Right-wing op ed writers who think they know something about the Constitution (I'm looking at you, George Will, but there are others) are probably already in print, and certainly will be soon enough, with pieces describing the conservative justices' separate opinions as "brilliant," "careful," "important," and other praise words. Acolytes in the legal academy will follow with similar praise perhaps a bit toned down.
Were the opinions to be submitted as essays in a decent law school course or seminar in constitutional theory, they'd get something close to the median grade (these days, I suppose, a B+). They demonstrate a reasonable grasp of the fundamental issues, though they overlook some subtleties in the best of the works they refer to. They indicate some awareness of the pressure points on their theories but at best offer promissory notes about what future theoretical development might yield. They demonstrate no awareness whatever of the feebleness of what they do offer as moving the ball forward, with Justice Barrett's Goldilocks line being the best evidence of that.
It's not worth going through the opinions in detail with the kinds of comments I'd make on seminar papers; others will surely do that. Here I simply raise a couple of questions. Given that the proper thing to do is extract a guiding principle from the historical and traditional materials, how do you determine the level of generality at which to state that principle? Justice Scalia offered one answer in Michael M. (the most concrete, least abstract level), but it didn't stick, for good reason (it might work for a handful of problems but couldn't work as a general guide). Roberts's opinion says that "responsible" isn't the right level because its too vague--but that's not right either: the term has a reasonably clear but rather large core meaning, with vagueness at the edges, it's just that the core meaning sweeps more broadly than Roberts would like. That suggests another candidate for determining the level of generality of the principle: choose the level that, with respect to the problem at hand (because the level is likely to vary depending upon the problem), yields the best social policy result. But, of course, the opinions can't say that because the point of the exercise is to prevent judges from relying upon their policy preferences when they decide cases.
Or, maybe not.

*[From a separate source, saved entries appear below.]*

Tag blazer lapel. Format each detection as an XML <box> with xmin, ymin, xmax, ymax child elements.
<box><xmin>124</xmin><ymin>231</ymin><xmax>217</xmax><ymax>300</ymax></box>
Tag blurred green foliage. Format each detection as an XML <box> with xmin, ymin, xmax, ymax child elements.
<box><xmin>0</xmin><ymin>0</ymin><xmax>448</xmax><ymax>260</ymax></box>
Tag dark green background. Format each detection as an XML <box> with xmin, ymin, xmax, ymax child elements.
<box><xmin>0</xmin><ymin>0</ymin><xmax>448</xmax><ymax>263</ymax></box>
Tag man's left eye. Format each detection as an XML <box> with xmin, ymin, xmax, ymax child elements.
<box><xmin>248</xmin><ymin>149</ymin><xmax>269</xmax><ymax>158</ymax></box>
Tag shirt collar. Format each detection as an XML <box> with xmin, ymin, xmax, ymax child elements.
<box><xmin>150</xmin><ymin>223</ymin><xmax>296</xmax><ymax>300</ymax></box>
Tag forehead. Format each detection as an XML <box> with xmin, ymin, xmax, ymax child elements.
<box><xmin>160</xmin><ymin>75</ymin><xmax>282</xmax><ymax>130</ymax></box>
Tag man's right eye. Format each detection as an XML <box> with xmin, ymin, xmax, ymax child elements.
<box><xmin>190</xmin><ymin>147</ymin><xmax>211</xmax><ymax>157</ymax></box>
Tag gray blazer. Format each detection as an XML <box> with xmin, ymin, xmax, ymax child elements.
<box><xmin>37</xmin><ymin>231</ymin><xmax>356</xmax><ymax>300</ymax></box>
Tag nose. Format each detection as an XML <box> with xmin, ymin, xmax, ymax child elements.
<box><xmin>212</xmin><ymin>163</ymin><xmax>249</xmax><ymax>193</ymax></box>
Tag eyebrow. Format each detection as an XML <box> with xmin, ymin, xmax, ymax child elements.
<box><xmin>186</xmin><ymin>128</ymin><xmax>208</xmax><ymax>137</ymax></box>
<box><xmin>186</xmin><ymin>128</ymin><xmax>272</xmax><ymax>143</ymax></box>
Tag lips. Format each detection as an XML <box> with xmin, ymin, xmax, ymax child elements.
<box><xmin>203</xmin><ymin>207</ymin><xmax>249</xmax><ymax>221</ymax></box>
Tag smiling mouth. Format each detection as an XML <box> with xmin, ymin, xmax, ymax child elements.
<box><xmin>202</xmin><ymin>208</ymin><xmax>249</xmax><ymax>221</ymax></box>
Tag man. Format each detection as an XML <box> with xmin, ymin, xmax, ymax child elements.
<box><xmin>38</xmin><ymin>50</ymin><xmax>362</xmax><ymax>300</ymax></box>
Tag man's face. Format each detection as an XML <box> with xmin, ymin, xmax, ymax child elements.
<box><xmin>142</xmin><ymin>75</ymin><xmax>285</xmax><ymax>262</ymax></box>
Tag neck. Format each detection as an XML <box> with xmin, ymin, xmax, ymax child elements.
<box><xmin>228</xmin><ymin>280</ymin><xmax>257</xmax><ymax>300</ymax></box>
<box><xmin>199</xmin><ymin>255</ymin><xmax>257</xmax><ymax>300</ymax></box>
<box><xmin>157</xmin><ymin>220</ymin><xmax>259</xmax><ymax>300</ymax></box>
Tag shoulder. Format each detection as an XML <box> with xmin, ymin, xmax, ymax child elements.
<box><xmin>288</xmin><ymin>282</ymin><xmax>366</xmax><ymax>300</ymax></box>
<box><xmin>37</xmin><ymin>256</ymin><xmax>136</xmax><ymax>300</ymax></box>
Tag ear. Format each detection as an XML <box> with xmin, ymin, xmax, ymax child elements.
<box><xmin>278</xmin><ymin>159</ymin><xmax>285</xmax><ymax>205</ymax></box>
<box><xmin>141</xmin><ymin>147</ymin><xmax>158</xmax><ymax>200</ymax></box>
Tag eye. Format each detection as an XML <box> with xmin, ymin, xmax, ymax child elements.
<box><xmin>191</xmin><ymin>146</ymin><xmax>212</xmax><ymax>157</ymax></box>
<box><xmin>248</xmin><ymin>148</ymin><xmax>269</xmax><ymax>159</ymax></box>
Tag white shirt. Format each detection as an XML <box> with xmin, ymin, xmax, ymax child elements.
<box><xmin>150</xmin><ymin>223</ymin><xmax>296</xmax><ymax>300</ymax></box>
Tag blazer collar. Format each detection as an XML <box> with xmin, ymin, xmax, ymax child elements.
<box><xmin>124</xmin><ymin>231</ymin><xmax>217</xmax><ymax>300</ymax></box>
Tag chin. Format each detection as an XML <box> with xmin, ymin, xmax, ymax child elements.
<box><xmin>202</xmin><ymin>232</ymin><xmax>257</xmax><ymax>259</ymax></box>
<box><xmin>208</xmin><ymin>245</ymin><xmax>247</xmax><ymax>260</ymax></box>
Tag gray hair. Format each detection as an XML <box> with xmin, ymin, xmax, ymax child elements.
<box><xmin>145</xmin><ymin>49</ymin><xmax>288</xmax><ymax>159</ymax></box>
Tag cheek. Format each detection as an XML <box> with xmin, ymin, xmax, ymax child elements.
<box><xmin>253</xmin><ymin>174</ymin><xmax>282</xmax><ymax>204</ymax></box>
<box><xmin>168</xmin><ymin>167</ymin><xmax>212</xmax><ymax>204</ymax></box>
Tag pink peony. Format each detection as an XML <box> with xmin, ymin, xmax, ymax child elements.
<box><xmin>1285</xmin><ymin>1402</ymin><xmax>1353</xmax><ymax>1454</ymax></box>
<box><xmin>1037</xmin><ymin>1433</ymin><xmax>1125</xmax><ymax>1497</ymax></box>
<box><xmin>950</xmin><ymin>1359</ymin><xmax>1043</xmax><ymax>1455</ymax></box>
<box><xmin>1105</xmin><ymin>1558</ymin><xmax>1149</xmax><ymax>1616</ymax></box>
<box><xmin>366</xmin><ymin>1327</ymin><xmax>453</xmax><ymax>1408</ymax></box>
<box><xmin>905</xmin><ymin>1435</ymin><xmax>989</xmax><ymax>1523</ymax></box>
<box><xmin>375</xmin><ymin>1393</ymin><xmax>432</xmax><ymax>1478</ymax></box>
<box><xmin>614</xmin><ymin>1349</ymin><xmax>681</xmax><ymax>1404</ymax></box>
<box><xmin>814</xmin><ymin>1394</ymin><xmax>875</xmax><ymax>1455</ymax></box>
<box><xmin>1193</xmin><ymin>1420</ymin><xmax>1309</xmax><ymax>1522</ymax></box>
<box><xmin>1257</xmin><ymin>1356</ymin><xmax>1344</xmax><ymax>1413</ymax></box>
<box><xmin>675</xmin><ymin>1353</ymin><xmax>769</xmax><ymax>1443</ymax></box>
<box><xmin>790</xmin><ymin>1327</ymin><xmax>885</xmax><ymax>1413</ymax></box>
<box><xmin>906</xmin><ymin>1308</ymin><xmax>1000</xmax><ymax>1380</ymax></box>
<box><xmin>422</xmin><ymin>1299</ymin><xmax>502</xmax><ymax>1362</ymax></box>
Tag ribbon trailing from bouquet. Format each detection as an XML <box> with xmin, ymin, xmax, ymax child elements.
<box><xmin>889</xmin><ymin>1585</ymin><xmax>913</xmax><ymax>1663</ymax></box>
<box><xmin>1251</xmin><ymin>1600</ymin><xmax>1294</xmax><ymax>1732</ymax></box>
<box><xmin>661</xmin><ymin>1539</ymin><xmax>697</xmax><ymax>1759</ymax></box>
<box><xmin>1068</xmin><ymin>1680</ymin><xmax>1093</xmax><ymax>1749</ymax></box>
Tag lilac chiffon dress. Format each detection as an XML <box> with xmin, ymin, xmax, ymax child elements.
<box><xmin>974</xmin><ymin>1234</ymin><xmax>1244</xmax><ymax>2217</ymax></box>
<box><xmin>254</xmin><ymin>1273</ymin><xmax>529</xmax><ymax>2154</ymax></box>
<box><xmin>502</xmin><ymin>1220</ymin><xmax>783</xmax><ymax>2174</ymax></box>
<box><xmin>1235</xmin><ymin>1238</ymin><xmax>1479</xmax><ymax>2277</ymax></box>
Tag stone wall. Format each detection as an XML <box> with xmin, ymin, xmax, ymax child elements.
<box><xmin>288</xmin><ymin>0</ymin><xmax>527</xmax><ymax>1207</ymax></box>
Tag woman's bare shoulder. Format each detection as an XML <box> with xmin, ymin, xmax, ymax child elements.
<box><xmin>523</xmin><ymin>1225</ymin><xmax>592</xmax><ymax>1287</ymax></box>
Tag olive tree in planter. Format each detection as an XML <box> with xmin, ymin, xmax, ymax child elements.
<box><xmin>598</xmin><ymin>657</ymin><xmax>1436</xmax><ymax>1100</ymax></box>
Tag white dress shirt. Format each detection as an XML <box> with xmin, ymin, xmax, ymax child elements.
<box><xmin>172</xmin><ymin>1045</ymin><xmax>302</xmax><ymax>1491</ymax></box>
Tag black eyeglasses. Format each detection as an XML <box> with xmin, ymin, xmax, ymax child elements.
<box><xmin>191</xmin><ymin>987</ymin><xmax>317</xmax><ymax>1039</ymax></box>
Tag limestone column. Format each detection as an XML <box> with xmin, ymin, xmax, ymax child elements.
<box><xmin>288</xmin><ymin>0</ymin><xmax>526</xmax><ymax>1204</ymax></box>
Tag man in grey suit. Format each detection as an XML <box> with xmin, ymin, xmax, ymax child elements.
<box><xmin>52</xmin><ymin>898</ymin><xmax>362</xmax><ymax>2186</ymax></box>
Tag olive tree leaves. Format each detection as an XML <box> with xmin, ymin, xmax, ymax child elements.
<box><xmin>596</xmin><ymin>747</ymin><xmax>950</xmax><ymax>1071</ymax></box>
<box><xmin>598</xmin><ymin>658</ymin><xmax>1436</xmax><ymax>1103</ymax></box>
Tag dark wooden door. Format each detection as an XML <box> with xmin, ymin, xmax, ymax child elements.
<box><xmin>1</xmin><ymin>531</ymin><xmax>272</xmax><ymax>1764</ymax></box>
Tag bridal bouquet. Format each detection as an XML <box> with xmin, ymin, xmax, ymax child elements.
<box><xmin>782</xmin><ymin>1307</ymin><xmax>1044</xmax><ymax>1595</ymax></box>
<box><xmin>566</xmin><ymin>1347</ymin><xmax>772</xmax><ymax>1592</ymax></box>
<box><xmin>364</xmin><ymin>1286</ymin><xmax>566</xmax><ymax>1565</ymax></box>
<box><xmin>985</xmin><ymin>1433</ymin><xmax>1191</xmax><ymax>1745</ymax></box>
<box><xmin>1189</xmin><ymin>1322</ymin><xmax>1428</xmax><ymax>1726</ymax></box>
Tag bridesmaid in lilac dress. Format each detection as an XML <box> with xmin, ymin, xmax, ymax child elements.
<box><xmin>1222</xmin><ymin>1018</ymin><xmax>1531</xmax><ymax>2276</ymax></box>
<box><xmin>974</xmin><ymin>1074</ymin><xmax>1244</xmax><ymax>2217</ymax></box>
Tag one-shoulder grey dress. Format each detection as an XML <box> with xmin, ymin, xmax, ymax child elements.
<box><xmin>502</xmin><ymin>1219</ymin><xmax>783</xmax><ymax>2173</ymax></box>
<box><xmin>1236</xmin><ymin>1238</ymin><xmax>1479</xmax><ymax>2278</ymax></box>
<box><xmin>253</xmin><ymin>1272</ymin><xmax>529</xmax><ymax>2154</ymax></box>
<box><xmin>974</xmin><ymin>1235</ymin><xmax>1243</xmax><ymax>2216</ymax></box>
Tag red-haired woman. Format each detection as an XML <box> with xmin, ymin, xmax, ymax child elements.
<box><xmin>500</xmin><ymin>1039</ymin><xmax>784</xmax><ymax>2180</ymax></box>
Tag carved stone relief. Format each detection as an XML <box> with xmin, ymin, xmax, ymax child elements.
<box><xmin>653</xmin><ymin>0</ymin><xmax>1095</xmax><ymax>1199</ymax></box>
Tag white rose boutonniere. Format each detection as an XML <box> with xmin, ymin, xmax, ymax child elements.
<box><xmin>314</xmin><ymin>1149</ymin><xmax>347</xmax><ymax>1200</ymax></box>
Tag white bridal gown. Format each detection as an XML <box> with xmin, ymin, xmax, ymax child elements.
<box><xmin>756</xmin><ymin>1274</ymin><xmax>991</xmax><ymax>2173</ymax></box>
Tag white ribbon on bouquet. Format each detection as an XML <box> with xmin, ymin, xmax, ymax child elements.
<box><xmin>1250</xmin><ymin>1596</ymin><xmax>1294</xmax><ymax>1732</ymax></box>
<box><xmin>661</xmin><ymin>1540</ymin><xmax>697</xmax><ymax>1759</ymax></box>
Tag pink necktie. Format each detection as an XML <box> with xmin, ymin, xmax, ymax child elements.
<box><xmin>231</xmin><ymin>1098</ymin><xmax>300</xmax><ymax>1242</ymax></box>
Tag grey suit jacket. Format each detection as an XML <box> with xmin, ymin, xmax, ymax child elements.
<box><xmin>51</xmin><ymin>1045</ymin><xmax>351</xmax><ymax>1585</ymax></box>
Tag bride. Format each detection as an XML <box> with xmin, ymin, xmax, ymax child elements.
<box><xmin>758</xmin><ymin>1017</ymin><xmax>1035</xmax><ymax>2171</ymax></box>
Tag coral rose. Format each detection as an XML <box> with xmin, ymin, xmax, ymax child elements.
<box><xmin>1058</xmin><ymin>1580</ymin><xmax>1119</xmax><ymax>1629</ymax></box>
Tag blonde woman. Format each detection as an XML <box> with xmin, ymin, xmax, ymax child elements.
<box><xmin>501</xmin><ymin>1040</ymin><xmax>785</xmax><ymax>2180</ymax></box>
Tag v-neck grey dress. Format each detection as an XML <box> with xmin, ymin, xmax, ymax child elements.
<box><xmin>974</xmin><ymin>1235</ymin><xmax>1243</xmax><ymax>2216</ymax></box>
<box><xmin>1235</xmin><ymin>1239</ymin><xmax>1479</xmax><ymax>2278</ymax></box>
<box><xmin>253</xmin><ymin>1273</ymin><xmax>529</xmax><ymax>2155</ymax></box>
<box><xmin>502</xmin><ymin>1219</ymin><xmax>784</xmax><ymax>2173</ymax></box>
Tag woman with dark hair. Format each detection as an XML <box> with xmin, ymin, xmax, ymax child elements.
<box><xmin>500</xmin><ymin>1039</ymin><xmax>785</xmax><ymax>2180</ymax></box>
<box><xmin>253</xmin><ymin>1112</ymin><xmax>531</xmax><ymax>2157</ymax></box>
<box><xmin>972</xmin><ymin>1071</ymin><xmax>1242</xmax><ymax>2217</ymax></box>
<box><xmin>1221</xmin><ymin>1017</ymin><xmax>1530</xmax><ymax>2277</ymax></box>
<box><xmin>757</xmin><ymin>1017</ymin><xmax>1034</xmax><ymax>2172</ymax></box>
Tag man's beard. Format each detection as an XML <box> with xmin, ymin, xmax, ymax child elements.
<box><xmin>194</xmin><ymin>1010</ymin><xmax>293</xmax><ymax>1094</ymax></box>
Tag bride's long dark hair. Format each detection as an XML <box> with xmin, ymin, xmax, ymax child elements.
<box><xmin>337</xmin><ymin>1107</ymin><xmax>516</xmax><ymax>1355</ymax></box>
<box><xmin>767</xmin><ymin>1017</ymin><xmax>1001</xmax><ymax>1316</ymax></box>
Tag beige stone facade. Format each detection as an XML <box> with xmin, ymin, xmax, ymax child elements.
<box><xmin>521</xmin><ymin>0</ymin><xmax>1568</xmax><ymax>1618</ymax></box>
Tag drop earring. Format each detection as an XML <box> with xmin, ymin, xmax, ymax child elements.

Maybe you can't rely directly on your policy preferences to justify a decision but you can do so indirectly, through the choice of the level of generality. They can't say that, though, and sustain their criticism of their liberal adversaries, because those adversaries never relied on policy preferences directly either. Maybe "never" is too strong, but one or two aberrations wouldn't weaken the point, and the most commonly offered example fails. The liberals in Griswold didn't strike the statute down because it was uncommonly silly; they offered an account of a constitutional right to privacy in intimate matters that they found rooted in constitutional text and tradition. Justice Breyer's typical use of policy arguments, to uphold statutes against constitutional challenges, is Thayerism: "I have no views on the policy issues here but here's a lot of evidence to support the proposition that it's reasonable for a legislature to conclude that this is good policy."
The second question is related: How do you escape the suspicion that you're picking the level of generality to produce results that fit with your sense of good policy outcomes? Understandably, no one wrote an opinion in the vein of Kennedy's in the flag-burning case: "I hate the fact that Rahimi isn't going to be allowed to own a gun, but my constitutional theory dictates that Roberts's principle is at the right level." Indeed, in Rahimi it would be really hard to write such an opinion because Roberts's principle is that you can disarm (temporarily) people who are found by a court to pose a credible threat to the physical safety of others--and it's really hard to disagree with that as a matter of policy. (Or is the suggestion that a ban wouldn't be justified if the determination were made by an administrator rather than a judge [after similarly truncated procedures], or if the threat were to the psychological safety of another, or if the threat were to a class of people rather than "another"? I'd like to see the explanation for those possible limitations on the principle's scope.)
Richard Posner once concluded that it was laughable to think that the justices were the nine best lawyers in the country, or were among the best one hundred. He thought that ten thousand might be the right number. Or, to return to the beginning, B+.